Facebook to cut 'click-bait' links

Facebook will now time how long users spend on a site before returning as a way of gauging the value of content

Facebook will now time how long users spend on a site before returning as a way of gauging the value of content

First published in National News © by

Facebook has announced plans to cut down on "click-bait" articles that appear on user news feeds, as the company says it wants to tackle spam on the site.

"Click-bait" refers to articles that encourage the reader to click a story to see more, without telling them exactly what they will see. Common headlines include "you won't believe what happened next" and similar vague suggestions to draw in users.

Facebook will now time how long users spend on a site before returning to it as a way of gauging the value of content.

According to the social network, users have been telling it that these stories are being given too much presence on news feeds and Facebook has moved to change that.

The site's algorithm currently pushes stories that receive more clicks up a feed and Facebook has admitted users felt content from friends and family was being "drowned out".

In a post on the company's blog, Facebook's Khalid El-Arini and Joyce Tang outlined how the social site will start to tackle "click-bait" stories.

They say: "One way is to look at how long people spend reading an article away from Facebook.
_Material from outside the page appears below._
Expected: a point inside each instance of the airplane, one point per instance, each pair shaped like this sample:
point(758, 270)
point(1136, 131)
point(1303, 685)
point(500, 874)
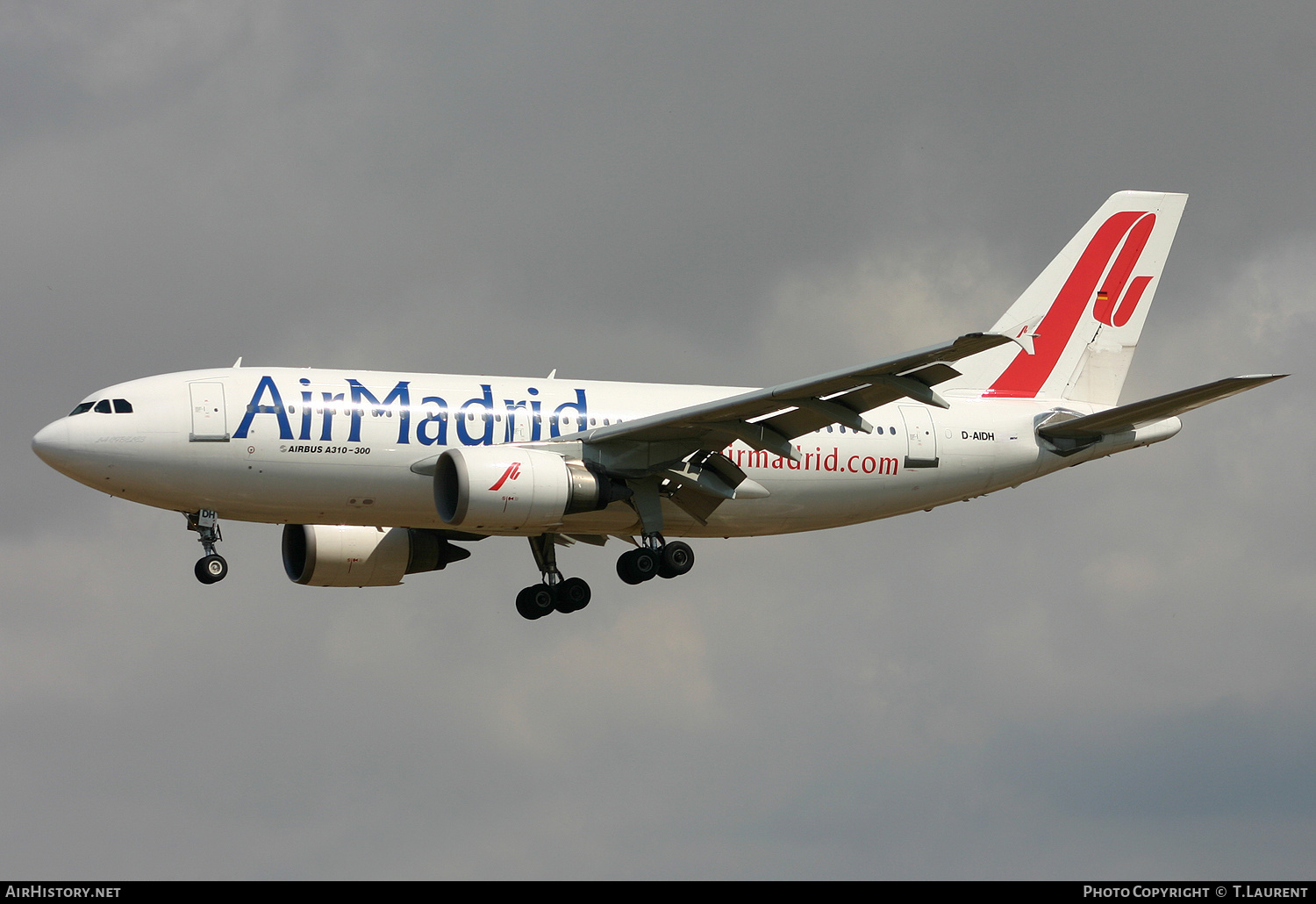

If people click on an article and spend time reading it, it suggests they clicked through to something valuable.

"If they click through to a link and then come straight back to Facebook, it suggests that they didn't find something that they wanted.

"With this update we will start taking into account whether people tend to spend time away from Facebook after clicking a link, or whether they tend to come straight back to news feed when we rank stories with links in them."

Facebook also said it would use the number of comments and shares a story received as part of the judgement.

The post said: "Another factor we will use to try and show fewer of these types of stories is to look at the ratio of people clicking on the content compared to people discussing and sharing it with their friends.

"If a lot of people click on the link, but relatively few people click 'like', or comment on the story when they return to Facebook, this also suggests that people didn't click through to something that was valuable to them."

The social network, which has more than one billion monthly active users, said that a recent survey found 80% of the time users preferred headlines that gave them more information about an article before they clicked on it.